Passenger trips in China over the coming Spring Festival holidays are expected to jump 99.5% compared with last year’s holidays, after Beijing’s abrupt reversal of its zero-Covid strategy last month removed most of the country’s travel restrictions.
The travel rush over the Spring Festival period, which runs from Jan. 7 to Feb. 15 this year, is expected to see around 2.1 billion trips, which would be 70.3% of the number seen in 2019, Xu Chengguang, deputy head of the Ministry of Transportation, said in a press conference Friday.
Visits to family and friends are expected to account for 55% of the traffic while job hunters will be about 24% and the rest equally split between tourism and business travel, according to Mr. Xu.
This year’s travel rush will coincide with a surge of Covid-19 infections, unlike in previous years, so China will experience a surge in demand for freight transportation to handle necessities such as medical, energy and food supplies, Mr. Xu said. He expects that the coming travel rush would be the most challenging one in recent years.

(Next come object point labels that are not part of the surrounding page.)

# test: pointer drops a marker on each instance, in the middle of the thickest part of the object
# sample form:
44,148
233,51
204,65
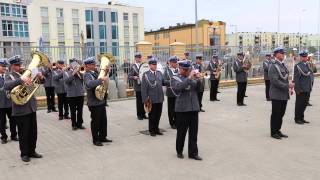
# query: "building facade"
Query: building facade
14,29
210,33
267,39
67,28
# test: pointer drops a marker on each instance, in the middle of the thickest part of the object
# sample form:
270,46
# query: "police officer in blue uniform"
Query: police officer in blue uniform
279,92
5,108
266,65
25,115
151,88
60,89
170,71
134,76
187,109
75,94
96,106
303,85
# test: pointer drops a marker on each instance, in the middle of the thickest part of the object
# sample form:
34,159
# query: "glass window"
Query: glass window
125,16
102,31
45,30
60,29
62,50
102,16
59,12
89,16
24,11
103,47
75,13
76,30
89,28
44,12
5,9
114,17
135,34
115,48
135,19
114,32
7,28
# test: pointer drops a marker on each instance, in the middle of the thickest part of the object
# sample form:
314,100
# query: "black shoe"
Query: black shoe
282,135
180,156
36,155
4,141
106,140
97,143
25,158
304,121
196,157
299,122
81,127
276,136
159,133
14,139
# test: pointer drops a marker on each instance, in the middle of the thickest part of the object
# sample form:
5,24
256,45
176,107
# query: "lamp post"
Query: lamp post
278,27
236,33
318,32
196,22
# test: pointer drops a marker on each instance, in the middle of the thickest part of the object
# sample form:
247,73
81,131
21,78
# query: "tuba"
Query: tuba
21,94
105,62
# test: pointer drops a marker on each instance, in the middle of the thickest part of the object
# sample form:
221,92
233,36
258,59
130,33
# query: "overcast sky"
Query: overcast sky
248,15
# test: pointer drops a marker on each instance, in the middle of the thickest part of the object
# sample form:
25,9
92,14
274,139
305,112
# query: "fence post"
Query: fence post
145,48
177,49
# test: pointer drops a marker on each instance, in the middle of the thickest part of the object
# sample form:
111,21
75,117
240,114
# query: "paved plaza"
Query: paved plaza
234,142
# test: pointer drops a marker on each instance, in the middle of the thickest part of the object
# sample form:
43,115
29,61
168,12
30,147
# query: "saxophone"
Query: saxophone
105,61
21,94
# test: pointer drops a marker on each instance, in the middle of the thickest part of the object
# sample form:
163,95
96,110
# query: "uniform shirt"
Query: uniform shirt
58,82
302,78
73,84
134,71
151,86
266,65
91,82
12,80
168,74
241,74
212,67
5,102
279,81
187,100
47,73
201,82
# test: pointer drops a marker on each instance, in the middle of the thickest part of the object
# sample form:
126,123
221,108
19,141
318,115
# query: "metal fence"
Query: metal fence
125,56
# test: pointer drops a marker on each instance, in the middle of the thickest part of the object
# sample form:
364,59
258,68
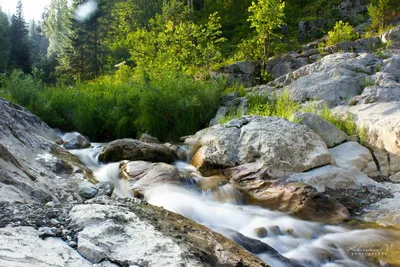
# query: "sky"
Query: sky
33,9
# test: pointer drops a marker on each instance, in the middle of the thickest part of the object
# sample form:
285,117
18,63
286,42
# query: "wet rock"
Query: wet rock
46,232
87,189
146,138
273,191
117,229
274,142
105,189
30,167
326,130
141,175
22,247
381,124
131,149
75,140
261,232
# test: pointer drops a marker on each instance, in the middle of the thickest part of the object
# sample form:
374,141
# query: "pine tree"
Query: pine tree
20,50
4,41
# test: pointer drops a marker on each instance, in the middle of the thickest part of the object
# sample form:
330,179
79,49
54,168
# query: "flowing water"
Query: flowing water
303,242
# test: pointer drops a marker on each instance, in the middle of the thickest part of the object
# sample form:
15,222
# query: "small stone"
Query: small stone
45,232
275,230
50,205
261,232
87,190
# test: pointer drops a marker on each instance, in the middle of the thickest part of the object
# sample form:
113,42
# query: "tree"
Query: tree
4,41
265,17
20,52
379,14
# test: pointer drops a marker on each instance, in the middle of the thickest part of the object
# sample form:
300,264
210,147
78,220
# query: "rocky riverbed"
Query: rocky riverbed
254,191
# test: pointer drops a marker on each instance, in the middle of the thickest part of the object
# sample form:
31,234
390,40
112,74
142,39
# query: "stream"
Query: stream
303,242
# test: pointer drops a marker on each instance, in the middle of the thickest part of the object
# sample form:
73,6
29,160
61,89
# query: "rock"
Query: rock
393,35
282,65
105,189
131,149
141,175
113,231
21,247
32,165
350,8
273,142
211,182
75,140
326,130
87,189
45,232
146,138
381,124
247,73
261,232
312,29
298,199
326,177
335,78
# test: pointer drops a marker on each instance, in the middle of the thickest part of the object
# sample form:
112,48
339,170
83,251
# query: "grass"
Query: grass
167,106
283,106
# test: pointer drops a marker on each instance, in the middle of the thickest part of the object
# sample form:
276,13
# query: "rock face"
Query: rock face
22,247
32,166
131,149
266,189
75,141
146,138
381,124
274,142
142,175
326,130
133,234
247,73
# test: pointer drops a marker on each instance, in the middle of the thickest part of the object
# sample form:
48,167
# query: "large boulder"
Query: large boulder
75,140
140,175
33,168
274,142
22,247
328,132
264,188
131,149
381,125
121,232
393,35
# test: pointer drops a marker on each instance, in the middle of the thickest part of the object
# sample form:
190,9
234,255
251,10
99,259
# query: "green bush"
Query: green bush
340,33
167,106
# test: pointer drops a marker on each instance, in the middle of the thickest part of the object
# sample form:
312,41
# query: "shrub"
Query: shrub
340,33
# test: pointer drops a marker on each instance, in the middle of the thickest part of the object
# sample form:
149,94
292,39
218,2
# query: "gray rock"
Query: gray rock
381,124
274,142
87,189
326,130
393,35
131,149
45,232
29,159
75,140
141,175
146,138
21,247
105,189
113,231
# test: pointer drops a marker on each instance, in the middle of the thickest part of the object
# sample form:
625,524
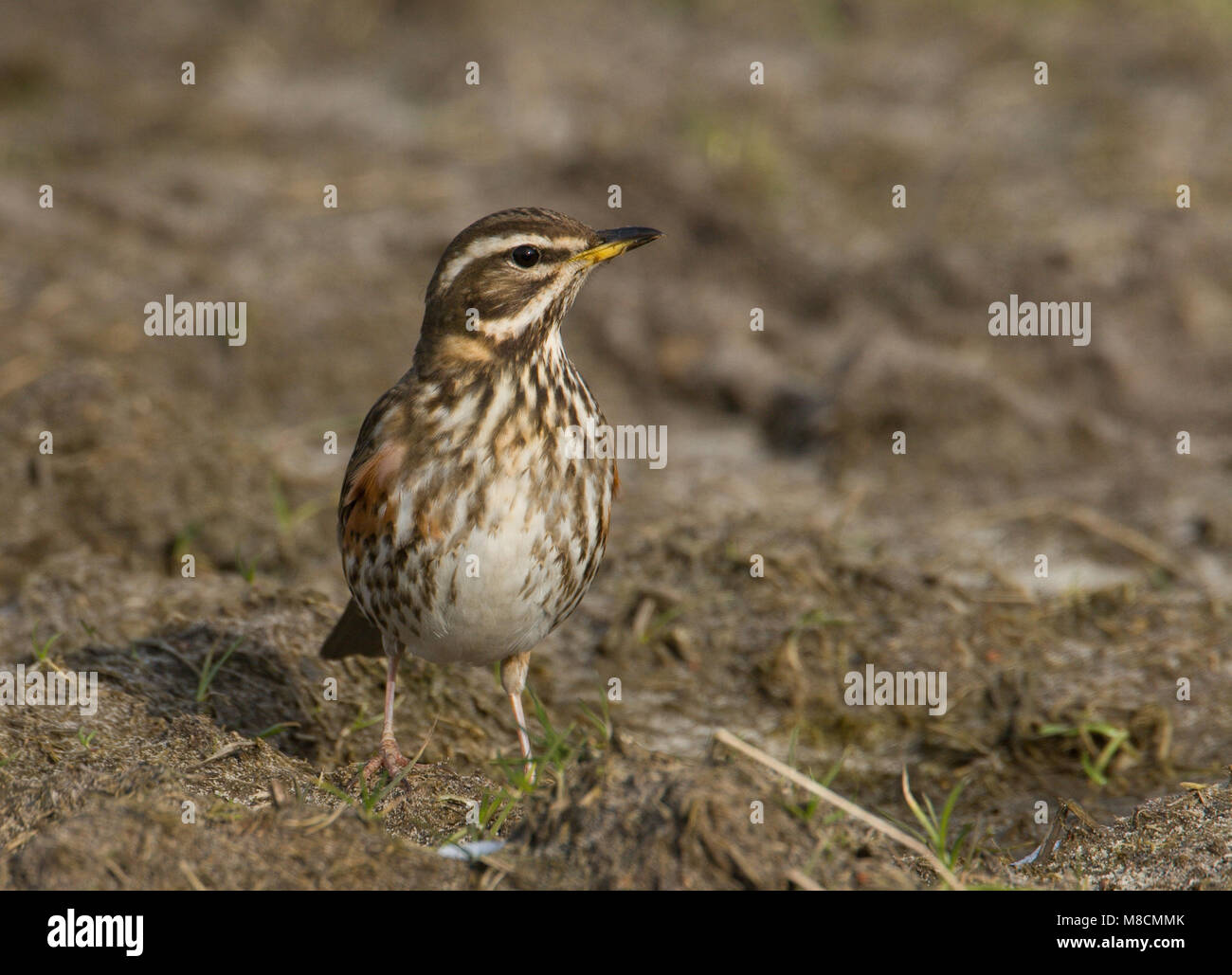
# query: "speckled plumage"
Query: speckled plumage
467,532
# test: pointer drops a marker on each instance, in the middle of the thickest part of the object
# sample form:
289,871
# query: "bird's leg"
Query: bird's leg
513,678
389,753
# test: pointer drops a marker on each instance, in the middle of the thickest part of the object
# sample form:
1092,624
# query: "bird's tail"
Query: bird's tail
353,634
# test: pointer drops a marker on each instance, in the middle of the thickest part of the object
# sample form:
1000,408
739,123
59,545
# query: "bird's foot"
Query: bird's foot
389,757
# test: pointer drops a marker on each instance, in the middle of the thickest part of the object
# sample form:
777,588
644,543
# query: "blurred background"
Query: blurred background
774,196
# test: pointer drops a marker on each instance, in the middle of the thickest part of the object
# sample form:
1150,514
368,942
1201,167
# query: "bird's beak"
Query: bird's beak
617,242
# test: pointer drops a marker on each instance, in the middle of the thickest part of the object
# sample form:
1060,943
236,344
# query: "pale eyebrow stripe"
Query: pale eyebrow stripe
485,247
496,244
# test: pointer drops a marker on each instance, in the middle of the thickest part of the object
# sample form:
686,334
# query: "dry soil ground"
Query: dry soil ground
876,320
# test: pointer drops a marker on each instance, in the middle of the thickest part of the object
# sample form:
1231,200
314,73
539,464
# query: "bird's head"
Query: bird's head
504,284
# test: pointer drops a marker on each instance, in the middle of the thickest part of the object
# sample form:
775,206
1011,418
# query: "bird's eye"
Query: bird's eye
525,255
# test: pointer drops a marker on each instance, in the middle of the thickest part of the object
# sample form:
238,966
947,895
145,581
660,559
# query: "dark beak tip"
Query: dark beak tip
639,235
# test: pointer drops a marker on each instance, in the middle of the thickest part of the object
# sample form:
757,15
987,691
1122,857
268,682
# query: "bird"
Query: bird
469,523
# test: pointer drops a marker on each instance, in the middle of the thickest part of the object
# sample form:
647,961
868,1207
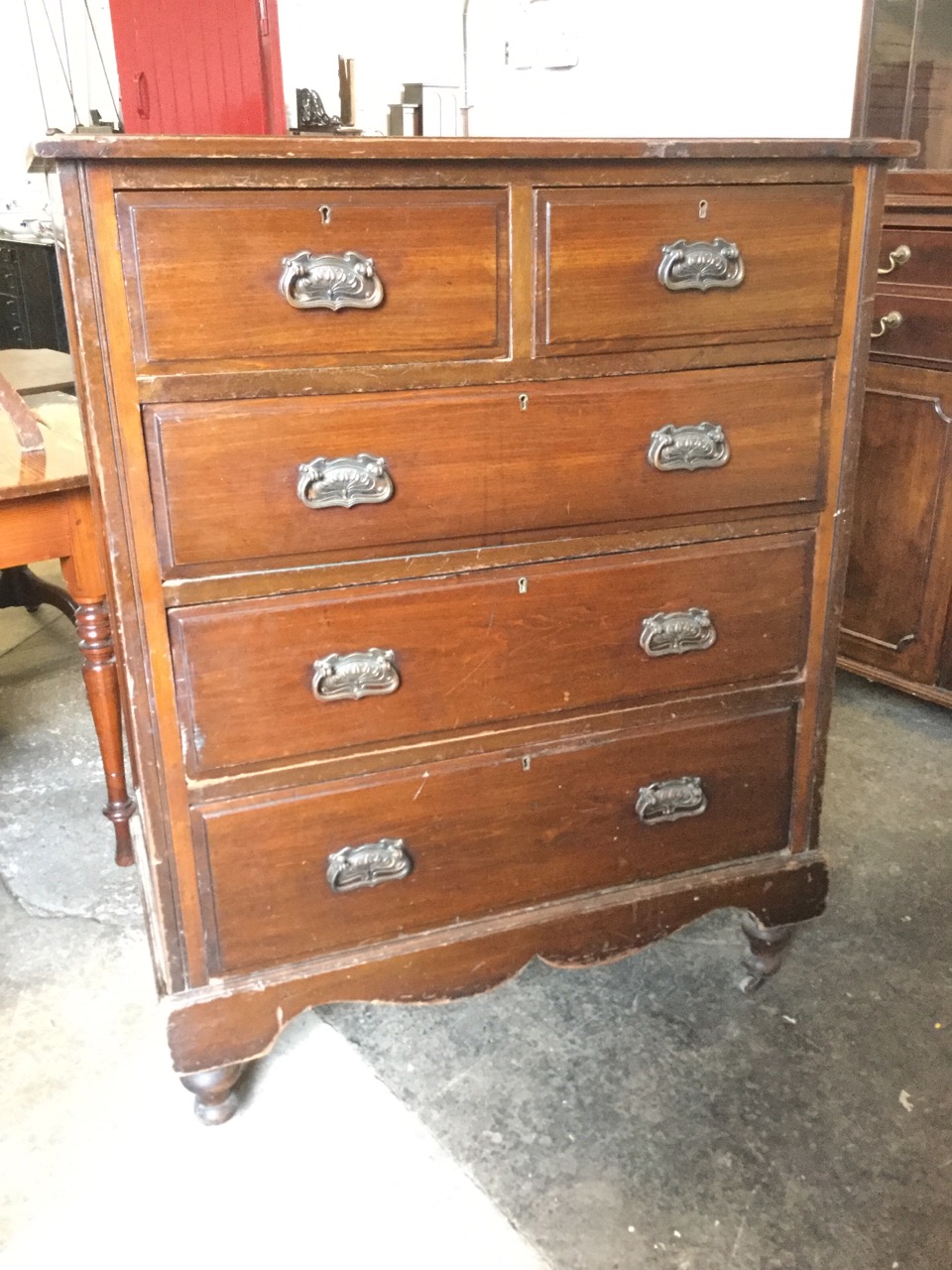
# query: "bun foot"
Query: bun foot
769,945
216,1100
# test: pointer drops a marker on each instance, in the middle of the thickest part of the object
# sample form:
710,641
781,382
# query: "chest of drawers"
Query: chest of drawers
475,516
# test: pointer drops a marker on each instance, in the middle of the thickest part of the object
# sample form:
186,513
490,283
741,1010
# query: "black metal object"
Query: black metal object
31,298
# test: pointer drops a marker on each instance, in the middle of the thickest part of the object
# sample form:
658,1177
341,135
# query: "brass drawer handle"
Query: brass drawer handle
350,676
889,322
688,448
368,865
701,266
901,254
344,481
670,801
688,631
347,281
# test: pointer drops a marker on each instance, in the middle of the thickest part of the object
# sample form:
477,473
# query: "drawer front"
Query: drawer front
923,330
216,280
244,483
629,270
268,681
485,834
915,258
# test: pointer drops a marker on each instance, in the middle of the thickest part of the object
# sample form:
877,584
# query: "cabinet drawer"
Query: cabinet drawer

Mr. Xu also warned of possible disruptions to logistics, due to likely widespread infections among front-line transportation workers and bad winter weather, especially in China’s small and medium-size cities and in rural areas where distribution capabilities are relatively weak.
China’s daily civil flights will reach an average of 11,000 during the travel rush, rebounding to 73% of the level seen in 2019, according to Wan Xiangdong, a senior official from the Civil Aviation Administration of China. The aviation regulator also expects China’s overall air traffic to rebound to about 75% of prepandemic levels in 2023, according to state media reports Friday.
As of Thursday, 94.9% of China’s express-delivery workers had returned to work, said Chen Kai, deputy head of the State Post Bureau. He said that an average of 370 million parcels were handled in each of the past five days, a 16.7% increase from the same period last year.